5. Mesurer la valeur créée
L’impact d’un advisory board se mesure à sa capacité à :
- faire évoluer la posture des dirigeants ;
- enrichir la stratégie ;
- créer un avantage réputationnel durable ;
- renforcer la confiance des parties prenantes.

Roue de la performance plurielle avec et pour les parties prenantes

Levier de transformation
🔍 FAQ – Pour les responsables de gouvernance et de COMEX
Qui peut initier un advisory board ?
Le CEO ou le COMEX sont les plus légitimes. Mais de plus en plus de directions RSE, innovation ou RH en prennent l’initiative, avec validation de la direction générale.
Comment éviter qu’il devienne un “cercle d’influence” ?
En instaurant une charte d’éthique, une rotation des membres et une sélection sur la base de compétences, non de réseaux.
Faut-il communiquer sur son existence ?
Cela dépend du contexte.

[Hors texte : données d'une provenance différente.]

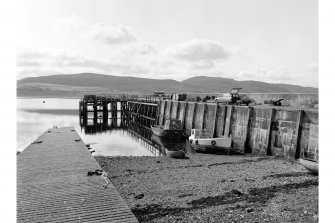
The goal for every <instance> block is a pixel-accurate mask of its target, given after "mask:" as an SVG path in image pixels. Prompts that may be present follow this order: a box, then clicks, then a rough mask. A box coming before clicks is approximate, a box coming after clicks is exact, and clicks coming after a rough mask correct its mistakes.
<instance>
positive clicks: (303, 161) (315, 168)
mask: <svg viewBox="0 0 335 223" xmlns="http://www.w3.org/2000/svg"><path fill="white" fill-rule="evenodd" d="M299 162H300V164H301V165H303V166H304V167H305V168H306V169H307V170H308V171H309V172H311V173H314V174H319V163H318V162H317V161H315V160H309V159H302V158H300V159H299Z"/></svg>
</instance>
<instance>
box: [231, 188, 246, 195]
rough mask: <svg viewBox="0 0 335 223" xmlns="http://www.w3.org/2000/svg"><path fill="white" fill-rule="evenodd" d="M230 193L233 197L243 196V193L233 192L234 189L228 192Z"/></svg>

Certains boards sont confidentiels (pour préserver la liberté de parole), d’autres publics (pour incarner l’ouverture et la transparence).
Qui préside et anime le comité ?
Un Chair indépendant – interne ou externe – formé aux bonnes pratiques, garant de la neutralité et de la productivité des échanges.
Comment justifier son coût ?
Un advisory board réussi crée de la valeur immatérielle mesurable : clarification stratégique, réduction de risques, amélioration de la réputation et de la cohésion interne.
À retenir
“L’advisory board de Veolia illustre un principe simple :
dans un monde complexe, la force d’une entreprise tient autant à ce qu’elle écoute qu’à ce qu’elle décide.”